Continuing @Shuttle128 ‘s explanation. The half-life means the strength of the radiation decreases by half every 5700 years. So, if it reads 500 rads right now, in 5700 years it will read 250 rads, and 5700 years after that it will read 125 rads. Mathmatically, you can then measure what it is now, and know how old it is by how low the rads are.
Hope this helped.
@filmfann Rads are a unit of radiation exposure and is not in any way used in radiometric dating.
Mass spectrometers are used to determine the content of the sample. The numbers of atoms are related to the age by this equation:
D = Do + N[e^(λt) − 1]
Where t is age
D is number daughter atoms in sample
Do is number daughter atoms in original composition
N is number parent atoms in sample
λ is the inverse of the half-life
So I think the missing piece is just how that translates to the actual dating. And this isn’t my thing, so I’m just confirming here…
In the Carbon-14 example. The assumption is that there would be 100% Carbon-14 and no Nitrogen-14 when the sample is formed.
If you find equal Carbon-14 and Nitrogen-14 (a 50%-50% mix) in a sample then you’d be one “half-life” away from creation, so 5700 years.

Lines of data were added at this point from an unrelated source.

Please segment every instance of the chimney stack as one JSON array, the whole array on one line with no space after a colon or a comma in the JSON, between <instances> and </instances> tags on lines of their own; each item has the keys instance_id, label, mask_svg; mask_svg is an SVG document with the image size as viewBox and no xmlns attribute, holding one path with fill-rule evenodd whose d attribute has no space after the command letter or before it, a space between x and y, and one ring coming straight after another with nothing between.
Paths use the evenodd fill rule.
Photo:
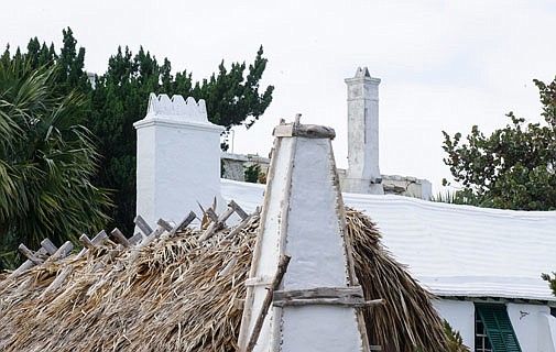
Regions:
<instances>
[{"instance_id":1,"label":"chimney stack","mask_svg":"<svg viewBox=\"0 0 556 352\"><path fill-rule=\"evenodd\" d=\"M383 195L379 169L379 84L367 67L348 86L348 172L344 191Z\"/></svg>"},{"instance_id":2,"label":"chimney stack","mask_svg":"<svg viewBox=\"0 0 556 352\"><path fill-rule=\"evenodd\" d=\"M182 96L149 97L137 129L137 213L153 224L178 222L220 198L220 133L205 101ZM197 204L198 202L198 204Z\"/></svg>"}]
</instances>

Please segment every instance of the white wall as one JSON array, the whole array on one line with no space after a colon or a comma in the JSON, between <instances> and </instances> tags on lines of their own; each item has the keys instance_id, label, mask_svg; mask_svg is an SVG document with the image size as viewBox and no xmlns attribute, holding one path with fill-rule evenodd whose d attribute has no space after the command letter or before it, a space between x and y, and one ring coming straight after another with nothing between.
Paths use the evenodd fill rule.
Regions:
<instances>
[{"instance_id":1,"label":"white wall","mask_svg":"<svg viewBox=\"0 0 556 352\"><path fill-rule=\"evenodd\" d=\"M508 304L508 315L513 330L520 341L522 351L541 351L538 348L539 332L544 331L547 320L539 319L543 314L550 315L550 308L538 305ZM546 351L554 351L546 350Z\"/></svg>"},{"instance_id":2,"label":"white wall","mask_svg":"<svg viewBox=\"0 0 556 352\"><path fill-rule=\"evenodd\" d=\"M475 349L475 305L472 301L439 299L433 300L440 317L459 331L464 343ZM556 351L556 318L550 308L541 305L508 304L508 316L524 352Z\"/></svg>"},{"instance_id":3,"label":"white wall","mask_svg":"<svg viewBox=\"0 0 556 352\"><path fill-rule=\"evenodd\" d=\"M205 103L181 96L151 95L138 133L137 213L151 226L163 218L179 222L220 198L220 132Z\"/></svg>"},{"instance_id":4,"label":"white wall","mask_svg":"<svg viewBox=\"0 0 556 352\"><path fill-rule=\"evenodd\" d=\"M539 312L538 320L538 352L556 351L556 318L550 314Z\"/></svg>"},{"instance_id":5,"label":"white wall","mask_svg":"<svg viewBox=\"0 0 556 352\"><path fill-rule=\"evenodd\" d=\"M433 306L451 328L459 331L464 343L475 350L475 305L468 300L435 299Z\"/></svg>"}]
</instances>

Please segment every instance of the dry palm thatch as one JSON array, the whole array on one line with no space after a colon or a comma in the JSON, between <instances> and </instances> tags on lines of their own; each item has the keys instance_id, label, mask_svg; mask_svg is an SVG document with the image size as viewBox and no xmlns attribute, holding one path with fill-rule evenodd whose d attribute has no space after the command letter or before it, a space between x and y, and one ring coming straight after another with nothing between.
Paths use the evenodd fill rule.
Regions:
<instances>
[{"instance_id":1,"label":"dry palm thatch","mask_svg":"<svg viewBox=\"0 0 556 352\"><path fill-rule=\"evenodd\" d=\"M4 278L0 350L236 351L258 227L254 217L232 239L224 229L205 242L197 240L199 231L187 230L139 255L107 241L81 258L46 262ZM366 312L371 344L446 350L432 296L382 249L367 217L348 211L348 228L366 296L388 300ZM44 295L66 265L72 274Z\"/></svg>"}]
</instances>

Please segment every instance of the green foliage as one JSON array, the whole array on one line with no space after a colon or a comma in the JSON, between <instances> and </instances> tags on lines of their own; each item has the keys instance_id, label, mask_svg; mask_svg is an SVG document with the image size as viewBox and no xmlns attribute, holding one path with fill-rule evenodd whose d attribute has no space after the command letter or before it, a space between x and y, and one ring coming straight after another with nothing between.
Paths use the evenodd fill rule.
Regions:
<instances>
[{"instance_id":1,"label":"green foliage","mask_svg":"<svg viewBox=\"0 0 556 352\"><path fill-rule=\"evenodd\" d=\"M261 173L261 165L252 164L246 167L243 178L246 183L257 184L259 182L259 174Z\"/></svg>"},{"instance_id":2,"label":"green foliage","mask_svg":"<svg viewBox=\"0 0 556 352\"><path fill-rule=\"evenodd\" d=\"M480 204L473 194L466 194L462 191L446 191L438 193L430 198L430 201L446 202L450 205L467 205L479 207Z\"/></svg>"},{"instance_id":3,"label":"green foliage","mask_svg":"<svg viewBox=\"0 0 556 352\"><path fill-rule=\"evenodd\" d=\"M444 320L444 332L448 338L448 352L469 352L469 349L464 344L464 338L459 331L455 331L448 321Z\"/></svg>"},{"instance_id":4,"label":"green foliage","mask_svg":"<svg viewBox=\"0 0 556 352\"><path fill-rule=\"evenodd\" d=\"M19 52L0 59L2 266L15 264L20 242L61 244L99 229L110 206L108 193L90 183L99 155L78 119L86 98L57 94L57 66L31 66Z\"/></svg>"},{"instance_id":5,"label":"green foliage","mask_svg":"<svg viewBox=\"0 0 556 352\"><path fill-rule=\"evenodd\" d=\"M84 70L85 50L77 46L70 29L63 31L63 47L59 54L54 45L40 44L32 38L28 52L18 48L13 57L9 47L1 61L25 61L31 68L57 67L55 92L67 95L76 90L86 97L77 118L83 119L97 140L100 153L98 173L92 184L113 189L113 222L126 233L133 230L135 215L135 130L133 122L144 118L150 92L182 95L205 99L211 122L224 125L226 131L233 125L251 127L272 101L274 87L259 92L260 79L266 67L262 47L254 62L232 63L230 68L224 61L218 73L201 82L194 82L187 70L172 74L172 65L164 58L160 64L142 47L133 54L128 47L118 48L108 61L107 72L96 77L92 88ZM1 132L1 131L0 131ZM227 143L222 143L227 148Z\"/></svg>"},{"instance_id":6,"label":"green foliage","mask_svg":"<svg viewBox=\"0 0 556 352\"><path fill-rule=\"evenodd\" d=\"M462 189L456 198L481 207L520 210L556 209L556 78L535 80L545 123L525 123L513 112L505 128L484 135L477 125L461 142L444 133L444 163Z\"/></svg>"}]
</instances>

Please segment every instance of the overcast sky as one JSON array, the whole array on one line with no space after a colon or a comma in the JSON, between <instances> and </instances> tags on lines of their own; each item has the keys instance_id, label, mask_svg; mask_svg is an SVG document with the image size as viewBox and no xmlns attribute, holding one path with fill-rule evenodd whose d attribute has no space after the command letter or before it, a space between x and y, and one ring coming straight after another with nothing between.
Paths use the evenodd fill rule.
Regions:
<instances>
[{"instance_id":1,"label":"overcast sky","mask_svg":"<svg viewBox=\"0 0 556 352\"><path fill-rule=\"evenodd\" d=\"M279 119L336 129L337 163L347 166L346 86L358 66L380 85L380 168L439 189L449 176L441 131L492 131L514 111L539 121L533 78L556 75L556 1L9 1L0 46L29 38L62 43L70 26L86 69L103 73L118 45L139 45L174 70L203 79L224 58L269 58L275 86L255 125L237 128L233 151L266 155Z\"/></svg>"}]
</instances>

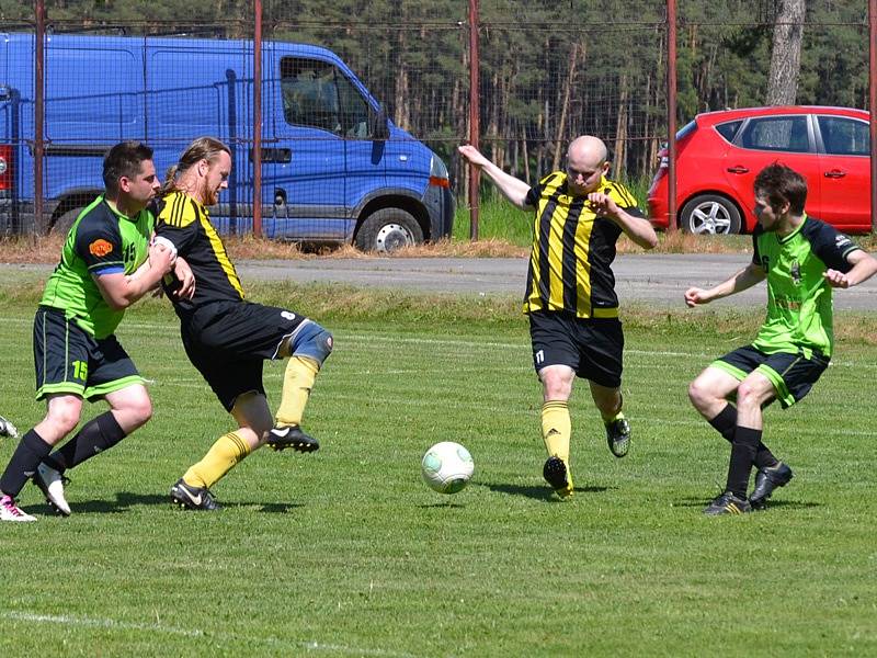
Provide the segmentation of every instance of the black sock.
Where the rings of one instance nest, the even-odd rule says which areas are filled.
[[[779,460],[777,460],[774,454],[767,450],[767,446],[764,443],[759,443],[759,450],[755,453],[755,468],[773,468],[779,464]]]
[[[729,443],[733,442],[733,433],[737,431],[737,407],[733,405],[726,405],[716,417],[709,421],[709,424],[721,434]],[[759,441],[759,449],[755,452],[755,468],[773,468],[779,461],[767,450],[767,446]]]
[[[761,430],[738,427],[731,443],[731,463],[728,466],[728,484],[726,491],[731,491],[739,498],[747,497],[749,475],[752,463],[761,442]]]
[[[19,492],[27,484],[39,462],[43,461],[49,452],[52,446],[43,441],[43,438],[34,430],[27,432],[19,441],[19,446],[12,453],[12,458],[9,461],[7,469],[0,477],[0,491],[8,494],[15,498]]]
[[[64,473],[105,450],[113,447],[125,438],[112,411],[101,413],[82,426],[76,436],[43,460],[47,465]]]

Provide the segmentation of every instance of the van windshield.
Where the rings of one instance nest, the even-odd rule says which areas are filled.
[[[344,137],[368,137],[368,105],[333,65],[284,57],[281,90],[286,123],[321,128]]]

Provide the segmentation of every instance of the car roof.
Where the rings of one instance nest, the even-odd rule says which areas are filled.
[[[870,114],[856,107],[839,107],[834,105],[772,105],[766,107],[739,107],[737,110],[719,110],[704,112],[695,117],[699,125],[715,125],[734,118],[750,116],[771,116],[777,114],[835,114],[868,120]]]

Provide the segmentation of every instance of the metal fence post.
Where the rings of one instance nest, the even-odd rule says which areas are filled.
[[[478,0],[469,0],[469,144],[478,148],[480,137],[478,95]],[[478,181],[479,170],[469,167],[469,239],[478,239]]]
[[[36,10],[36,50],[34,57],[34,242],[37,236],[48,232],[48,226],[43,220],[43,127],[45,125],[45,52],[43,45],[46,38],[46,5],[44,0],[35,0]]]
[[[676,0],[667,0],[668,230],[676,230]]]

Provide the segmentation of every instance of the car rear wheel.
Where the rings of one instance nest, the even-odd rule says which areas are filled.
[[[680,227],[691,234],[739,234],[740,211],[725,196],[702,194],[692,198],[682,208]]]
[[[362,251],[389,253],[423,242],[418,220],[401,208],[381,208],[365,218],[356,231],[356,247]]]

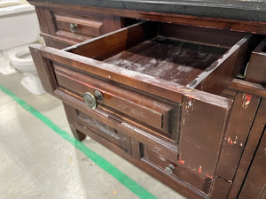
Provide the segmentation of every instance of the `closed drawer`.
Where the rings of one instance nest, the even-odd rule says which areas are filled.
[[[111,81],[90,76],[54,64],[58,88],[76,95],[81,103],[84,94],[99,91],[103,96],[98,100],[98,109],[115,112],[127,122],[137,123],[148,128],[155,128],[162,135],[176,140],[177,136],[178,104],[163,102]]]
[[[62,49],[127,25],[119,16],[97,13],[78,7],[36,6],[41,35],[47,46]]]
[[[102,33],[103,19],[99,14],[90,16],[67,15],[66,13],[54,12],[55,25],[58,34],[66,35],[75,34],[76,36],[99,36]]]
[[[47,92],[211,176],[232,103],[219,95],[246,64],[251,38],[142,22],[64,50],[38,44],[30,50]],[[86,92],[96,109],[83,102]]]
[[[170,161],[165,156],[158,154],[145,145],[142,145],[141,150],[141,161],[151,165],[154,170],[177,180],[185,181],[205,194],[208,193],[213,176],[202,175],[200,167],[196,171],[189,171],[184,168],[182,163]]]

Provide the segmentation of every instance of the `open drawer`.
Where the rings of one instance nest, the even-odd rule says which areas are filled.
[[[64,50],[30,50],[47,92],[211,176],[232,103],[219,95],[245,64],[250,38],[142,22]]]

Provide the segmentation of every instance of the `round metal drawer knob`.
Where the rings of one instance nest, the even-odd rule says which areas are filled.
[[[165,171],[168,174],[172,174],[174,169],[175,169],[175,166],[173,165],[171,165],[171,164],[169,164],[168,166],[165,167]]]
[[[98,100],[103,99],[103,95],[98,90],[95,91],[95,95],[90,92],[86,92],[83,95],[83,99],[86,103],[86,105],[90,109],[96,109],[98,105]]]
[[[74,24],[74,23],[70,23],[69,24],[69,30],[71,33],[74,33],[78,28],[78,25],[77,24]]]

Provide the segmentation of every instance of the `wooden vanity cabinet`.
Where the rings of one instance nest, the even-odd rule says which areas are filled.
[[[239,163],[265,89],[233,79],[254,35],[167,17],[128,26],[137,20],[113,10],[41,4],[47,46],[31,45],[31,55],[77,140],[90,136],[188,198],[241,191]]]
[[[88,41],[124,27],[124,19],[111,14],[83,11],[73,6],[37,6],[41,36],[45,44],[57,49]]]

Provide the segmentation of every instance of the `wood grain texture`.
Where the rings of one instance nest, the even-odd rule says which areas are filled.
[[[252,52],[245,80],[266,85],[266,37]]]
[[[261,97],[238,92],[225,133],[217,175],[233,180]]]
[[[184,96],[178,158],[186,167],[214,177],[230,113],[230,107]]]
[[[39,6],[51,6],[51,4],[47,4],[46,3],[41,3],[37,1],[30,1],[30,4]],[[98,12],[104,14],[119,15],[127,18],[133,19],[142,19],[163,22],[172,22],[184,25],[192,25],[198,27],[207,27],[215,28],[223,28],[223,29],[232,29],[239,31],[246,31],[265,34],[266,34],[266,25],[263,22],[256,21],[245,21],[238,19],[229,19],[222,18],[207,18],[207,17],[197,17],[192,15],[182,15],[182,14],[172,14],[165,12],[151,12],[137,10],[126,10],[126,9],[112,9],[105,7],[90,7],[82,5],[71,5],[71,4],[52,4],[54,8],[64,7],[68,9],[75,9],[82,11],[88,12]]]
[[[253,83],[246,80],[234,79],[229,85],[228,88],[248,93],[262,98],[266,98],[266,89],[261,84]]]
[[[235,178],[234,183],[232,184],[231,189],[229,194],[229,199],[237,198],[242,183],[246,178],[246,172],[250,166],[253,157],[255,153],[255,149],[259,143],[260,138],[263,132],[266,123],[266,99],[262,98],[260,106],[258,109],[258,112],[254,119],[252,129],[249,133],[248,140],[245,146],[245,150],[243,152],[241,160],[239,162]]]
[[[266,126],[265,126],[266,127]],[[266,130],[262,132],[254,157],[245,179],[239,199],[264,199],[266,191]],[[264,194],[264,196],[263,196]]]

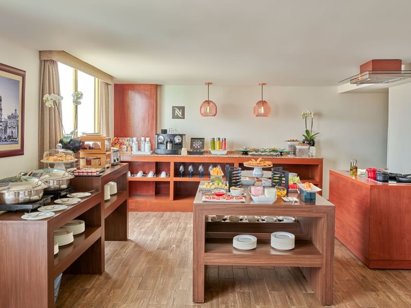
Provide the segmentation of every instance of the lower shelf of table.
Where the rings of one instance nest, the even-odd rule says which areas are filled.
[[[240,250],[233,247],[232,238],[206,239],[204,260],[208,265],[255,265],[321,267],[323,256],[310,241],[297,240],[294,249],[272,248],[269,239],[258,239],[257,247]]]
[[[86,226],[84,232],[74,236],[72,243],[59,247],[59,253],[54,256],[54,277],[66,270],[100,237],[101,227]]]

Three times the Nitrogen-14 (25%-75% mix) would mean two half lives had passed or 11400 years, and so forth. Correct?
@Shuttle128 You’re probably right. It’s been years since I did this. But the concept is correct.
@funkdaddy Actually no, well sort of. As I edited in above (a bit too late I’m afraid) we don’t assume that the daughter atoms are zero at t=0. I believe what we normally do is determine from a large sample of data, what most newly formed samples contain. Since radioactive decay is an exponential function we use the equation above to determine the date. However, it can sort of be done the way you suggest.
From a non-scientific point-of-view: I think it makes an excellent catch-phrase for habitually going out with people who are a really bad match.